The group is about half way to completing its fundraising for the project, he said. A fundraising video was released this week.
The Historical Society purchased the building on Ledgelawn in 1997 for $260,000. Its current assessed value is $485,200.
“Before the convent, the society was located in a single room in the Jesup Library basement,” Brechlin said. “Thanks in no small part to the good efforts of curator Deborah Dyer, we paid off the mortgage in just eight years. So many items and artifacts have poured in since that we really need bigger quarters.”
The former St. Edwards Convent was built in 1916 by Col. Edward Morrell and Mrs. Louise Drexel Morrell and was given to the nearby Holy Redeemer Church.

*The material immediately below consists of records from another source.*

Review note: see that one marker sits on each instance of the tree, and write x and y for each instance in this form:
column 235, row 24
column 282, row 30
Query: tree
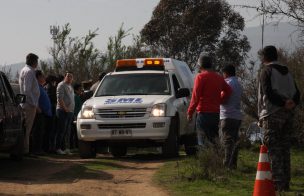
column 295, row 62
column 292, row 9
column 184, row 28
column 117, row 50
column 78, row 55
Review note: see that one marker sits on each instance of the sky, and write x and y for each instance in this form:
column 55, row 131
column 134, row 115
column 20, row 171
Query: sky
column 25, row 24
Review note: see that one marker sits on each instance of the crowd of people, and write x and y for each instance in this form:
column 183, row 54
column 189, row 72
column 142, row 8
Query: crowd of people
column 52, row 105
column 50, row 109
column 217, row 101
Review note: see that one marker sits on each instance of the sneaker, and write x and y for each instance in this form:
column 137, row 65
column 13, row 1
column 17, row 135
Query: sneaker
column 67, row 151
column 61, row 152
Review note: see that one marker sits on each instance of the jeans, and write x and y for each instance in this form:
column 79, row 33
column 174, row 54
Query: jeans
column 207, row 127
column 38, row 131
column 64, row 121
column 229, row 138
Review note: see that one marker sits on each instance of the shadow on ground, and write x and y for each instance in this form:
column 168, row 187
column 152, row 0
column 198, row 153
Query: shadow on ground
column 44, row 170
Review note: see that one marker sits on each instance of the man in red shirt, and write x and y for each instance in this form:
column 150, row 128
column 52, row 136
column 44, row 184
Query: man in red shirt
column 209, row 91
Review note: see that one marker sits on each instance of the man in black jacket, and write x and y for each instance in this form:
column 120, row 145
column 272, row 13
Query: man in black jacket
column 278, row 95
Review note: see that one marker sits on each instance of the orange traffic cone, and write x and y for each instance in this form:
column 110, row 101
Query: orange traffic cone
column 263, row 185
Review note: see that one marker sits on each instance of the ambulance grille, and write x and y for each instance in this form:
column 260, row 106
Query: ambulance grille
column 121, row 113
column 122, row 126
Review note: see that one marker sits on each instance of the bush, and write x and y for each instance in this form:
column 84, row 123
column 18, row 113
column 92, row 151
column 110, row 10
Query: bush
column 206, row 164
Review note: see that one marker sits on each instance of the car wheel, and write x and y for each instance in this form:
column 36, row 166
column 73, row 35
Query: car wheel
column 86, row 149
column 118, row 151
column 17, row 152
column 190, row 144
column 171, row 146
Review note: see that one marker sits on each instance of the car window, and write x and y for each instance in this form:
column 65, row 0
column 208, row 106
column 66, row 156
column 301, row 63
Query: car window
column 175, row 83
column 134, row 84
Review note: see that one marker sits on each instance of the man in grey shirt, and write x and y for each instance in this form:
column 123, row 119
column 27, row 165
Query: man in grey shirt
column 64, row 112
column 231, row 118
column 29, row 86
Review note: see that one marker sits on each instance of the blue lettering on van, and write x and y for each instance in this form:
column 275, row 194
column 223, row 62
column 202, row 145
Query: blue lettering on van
column 123, row 100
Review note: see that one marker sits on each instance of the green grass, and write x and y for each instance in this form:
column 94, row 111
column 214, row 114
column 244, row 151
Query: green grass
column 239, row 182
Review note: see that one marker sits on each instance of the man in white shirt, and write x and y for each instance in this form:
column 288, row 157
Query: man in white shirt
column 29, row 87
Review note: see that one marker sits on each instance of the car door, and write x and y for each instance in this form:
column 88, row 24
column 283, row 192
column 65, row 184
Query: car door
column 12, row 113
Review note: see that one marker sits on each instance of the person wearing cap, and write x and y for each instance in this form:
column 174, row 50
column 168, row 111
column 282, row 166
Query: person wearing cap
column 206, row 99
column 29, row 87
column 277, row 97
column 231, row 118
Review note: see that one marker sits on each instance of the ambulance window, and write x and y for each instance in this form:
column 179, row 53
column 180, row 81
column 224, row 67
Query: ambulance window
column 175, row 83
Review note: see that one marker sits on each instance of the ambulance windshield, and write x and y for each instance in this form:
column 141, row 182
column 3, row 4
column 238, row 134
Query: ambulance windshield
column 134, row 84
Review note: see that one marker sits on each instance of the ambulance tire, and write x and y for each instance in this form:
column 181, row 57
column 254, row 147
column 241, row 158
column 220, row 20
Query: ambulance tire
column 171, row 146
column 118, row 151
column 86, row 149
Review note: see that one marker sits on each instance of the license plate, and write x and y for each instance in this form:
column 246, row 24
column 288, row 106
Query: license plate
column 121, row 132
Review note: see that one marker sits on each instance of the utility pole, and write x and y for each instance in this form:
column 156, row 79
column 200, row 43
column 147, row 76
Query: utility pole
column 263, row 21
column 54, row 30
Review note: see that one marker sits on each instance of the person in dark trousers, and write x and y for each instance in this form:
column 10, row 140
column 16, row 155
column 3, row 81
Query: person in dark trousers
column 29, row 87
column 206, row 100
column 64, row 112
column 231, row 118
column 50, row 131
column 278, row 95
column 45, row 110
column 78, row 103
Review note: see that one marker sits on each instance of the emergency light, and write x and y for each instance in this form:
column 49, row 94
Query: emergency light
column 139, row 64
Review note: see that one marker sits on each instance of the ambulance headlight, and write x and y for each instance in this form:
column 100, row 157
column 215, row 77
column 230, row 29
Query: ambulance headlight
column 158, row 110
column 87, row 112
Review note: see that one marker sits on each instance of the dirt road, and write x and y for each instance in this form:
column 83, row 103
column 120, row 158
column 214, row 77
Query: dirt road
column 62, row 175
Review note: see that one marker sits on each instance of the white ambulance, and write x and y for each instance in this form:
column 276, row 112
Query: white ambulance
column 142, row 103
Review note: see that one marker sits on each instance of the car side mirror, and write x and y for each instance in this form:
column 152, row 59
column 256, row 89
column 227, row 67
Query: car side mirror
column 182, row 92
column 20, row 98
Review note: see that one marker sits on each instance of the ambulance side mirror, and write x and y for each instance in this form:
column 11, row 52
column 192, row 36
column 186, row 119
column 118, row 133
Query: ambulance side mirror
column 182, row 92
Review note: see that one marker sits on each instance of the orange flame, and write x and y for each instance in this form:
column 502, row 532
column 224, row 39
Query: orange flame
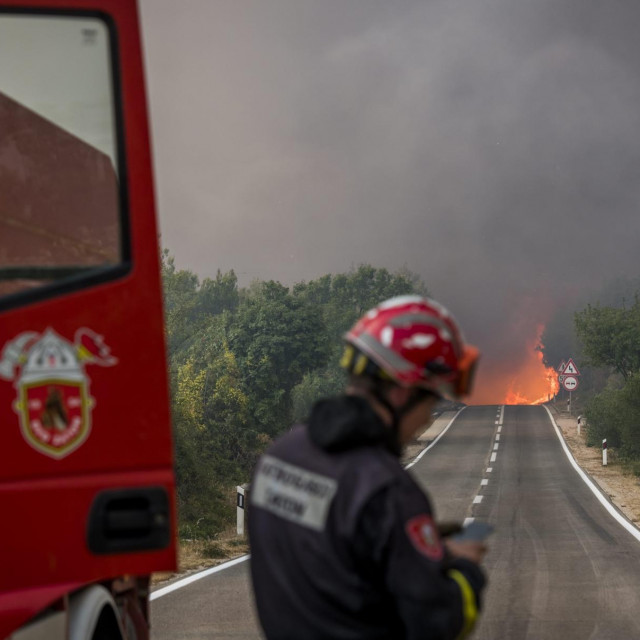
column 533, row 383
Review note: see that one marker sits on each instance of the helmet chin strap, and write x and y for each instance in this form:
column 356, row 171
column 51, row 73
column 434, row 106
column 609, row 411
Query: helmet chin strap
column 397, row 413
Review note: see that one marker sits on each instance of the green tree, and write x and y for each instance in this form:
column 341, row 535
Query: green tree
column 611, row 337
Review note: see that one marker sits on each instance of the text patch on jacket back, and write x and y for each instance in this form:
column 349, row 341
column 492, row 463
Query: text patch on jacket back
column 293, row 493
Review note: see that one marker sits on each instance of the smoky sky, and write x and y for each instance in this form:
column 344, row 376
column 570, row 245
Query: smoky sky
column 491, row 146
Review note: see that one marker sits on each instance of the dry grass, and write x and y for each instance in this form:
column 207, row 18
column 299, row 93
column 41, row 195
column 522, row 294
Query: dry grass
column 622, row 487
column 196, row 555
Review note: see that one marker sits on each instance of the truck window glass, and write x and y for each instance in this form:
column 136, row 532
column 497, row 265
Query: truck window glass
column 60, row 207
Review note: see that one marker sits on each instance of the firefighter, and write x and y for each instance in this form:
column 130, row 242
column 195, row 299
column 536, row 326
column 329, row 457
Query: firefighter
column 343, row 541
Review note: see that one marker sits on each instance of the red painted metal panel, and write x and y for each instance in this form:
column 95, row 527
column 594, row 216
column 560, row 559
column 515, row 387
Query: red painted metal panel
column 105, row 423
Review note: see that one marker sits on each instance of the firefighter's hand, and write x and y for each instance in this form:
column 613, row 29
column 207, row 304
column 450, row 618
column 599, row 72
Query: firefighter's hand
column 473, row 550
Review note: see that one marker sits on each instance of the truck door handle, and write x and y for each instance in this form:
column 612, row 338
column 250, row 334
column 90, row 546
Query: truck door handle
column 124, row 520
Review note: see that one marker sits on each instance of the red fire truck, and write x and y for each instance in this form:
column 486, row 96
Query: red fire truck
column 86, row 480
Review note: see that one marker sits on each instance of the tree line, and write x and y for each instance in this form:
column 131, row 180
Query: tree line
column 604, row 337
column 245, row 363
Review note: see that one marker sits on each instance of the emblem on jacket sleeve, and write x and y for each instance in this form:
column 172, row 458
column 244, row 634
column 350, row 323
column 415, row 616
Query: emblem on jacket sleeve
column 53, row 402
column 424, row 536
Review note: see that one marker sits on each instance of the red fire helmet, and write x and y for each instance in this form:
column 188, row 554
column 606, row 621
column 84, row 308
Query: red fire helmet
column 416, row 342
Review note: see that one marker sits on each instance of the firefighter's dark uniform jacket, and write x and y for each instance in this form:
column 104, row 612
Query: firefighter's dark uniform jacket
column 342, row 539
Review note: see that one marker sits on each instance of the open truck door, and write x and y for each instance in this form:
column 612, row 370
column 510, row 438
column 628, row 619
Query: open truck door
column 86, row 472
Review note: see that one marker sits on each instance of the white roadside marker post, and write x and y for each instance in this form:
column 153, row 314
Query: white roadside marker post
column 241, row 508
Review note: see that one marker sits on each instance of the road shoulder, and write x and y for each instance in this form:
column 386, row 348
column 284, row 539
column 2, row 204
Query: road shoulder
column 623, row 489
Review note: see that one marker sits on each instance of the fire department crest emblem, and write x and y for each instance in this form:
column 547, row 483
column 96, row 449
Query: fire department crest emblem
column 53, row 402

Col. Morrell died before the dedication in 1918, but his and Louise’s likenesses are reproduced in stained glass windows in the chapel on the second floor dedicated to him.
Louise Morrell was a sister to Saint Katherine Drexel, who was canonized in Rome on Oct. 1, 2000. At that time, she was only the second American citizen to be so honored.
When St. Katherine Drexel would visit her sister at her Bar Harbor home “Thirlstane,” she would stay at St. Edward’s Convent. St. Katherine, a wealthy Philadelphia socialite, later founded the Sisters of The Blessed Sacrament. She used her inheritance to found schools and a university.
The convent is included on the National Register of Historic Places. After being sold by the church, and before being acquired by the Historical Society, it was used as a bed and breakfast. The first floor is used for museum displays and meeting spaces. The second floor houses a chapel, offices and additional storage.
Another property considered as a future home for a Historical Society headquarters and museum was 56 Cottage St., most recently home to the Nakorn Thai restaurant. The Society purchased that property in May 2018 and sold it in December after the La Rochelle deal was announced.